Emotional learning is a lifelong process that begins at birth and continues throughout your child’s entire life. It’s common knowledge these days that children with high EQ have better lifelong outcomes, from school to work and beyond. The benefits include increased life satisfaction, better relationships, and higher stability. Who doesn’t want that for their child? Give your little one the best start possible by encouraging his emotional development starting in the very first months of his life.
The first year of life can be broken down into four quarters of development. Here’s what you can do to supplement your child’s emotional development in each quarter:
From 0-3 Months: Reliance
Starting in the first three months of life, your child learns to rely on her caregiver. The caregiver-child relationship is the very first one that your child forms, and it’s the most crucial when it comes to setting the stage for interpersonal relationships later in life. In these months, focus on teaching your child that she can rely on you when she needs you.
At this age, children respond well to:
- Physical touch and comfort
- Smiling and laughing
- Soothing voices
- Familiar faces providing social stimulation
As a parent or a primary caregiver, it’s important to respond to your child when she cries out. Letting your child “cry it out” in the first three months of life can teach her insecure emotional behaviors early in life, which are hard to overcome later.
From 3-6 Months: Socialization
At this stage, your child knows and trusts that you’ll come when he needs you. He’s learned to recognize his caregivers’ faces, and might start expressing distrust around strangers. Now that your little one can recognize faces, it’s important to start socializing him by spending more time around family friends, extended family members, and even taking him on public outings. The more socialization your child receives at this stage, the easier it is for him to continue healthy social development as he ages out of infancy.
From 6-9 Months: Self-Comfort
Now is when your child has the best capability to start learning self-soothing behaviors. Infants at this age are very clear about being upset when they can’t get their own way, and you may be experiencing tantrums for the first time.
By this time, your child knows that you’re around when you need her, so you can start teaching her to self-comfort without worrying about it affecting her ability to trust. Don’t leave your child alone for extended periods of time, but start giving your child short (5-10 minute) periods in her playpen with a favorite toy or teether when she starts getting upset.
If she seems incapable of soothing herself with the toy, show her by helping her cuddle the toy or chew the teether. Self-comfort takes time to learn, and your child might not learn it right away, so be prepared to take the process at her pace.
From 9-12 Months: Modeling
After 9 months, your child starts to pick up social behaviors from his caregivers and other adults and older children.
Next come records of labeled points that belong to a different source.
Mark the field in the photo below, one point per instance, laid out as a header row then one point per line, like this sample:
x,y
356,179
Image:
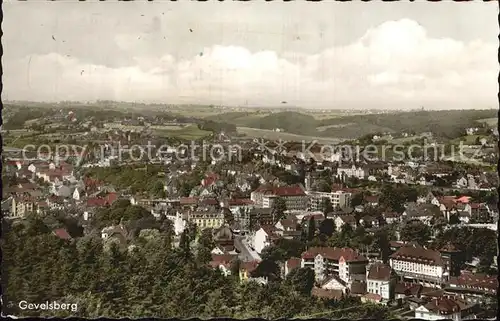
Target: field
x,y
492,122
272,135
468,139
323,128
191,132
This is an excellent time to encourage social development. Give your child “pretend” toys that he can use to model social situations, such as talking on the phone or picking out groceries. Your child might show interest in playing with dolls at this stage. Take the time to act out play situations with your child, and praise him for imitating your social behaviors.
From 12 months onward, your child is considered out of infancy and is now a toddler. Toddlers have their own emotional learning milestones, so you’ll need to adjust your educational approach as your child develops and grows.
An SEL-oriented preschool program is an important consideration as your child gets closer to preschool, so start researching potential programs now before your child needs to enroll. Giving your child the best start in infancy is only the beginning of his continuing EQ development.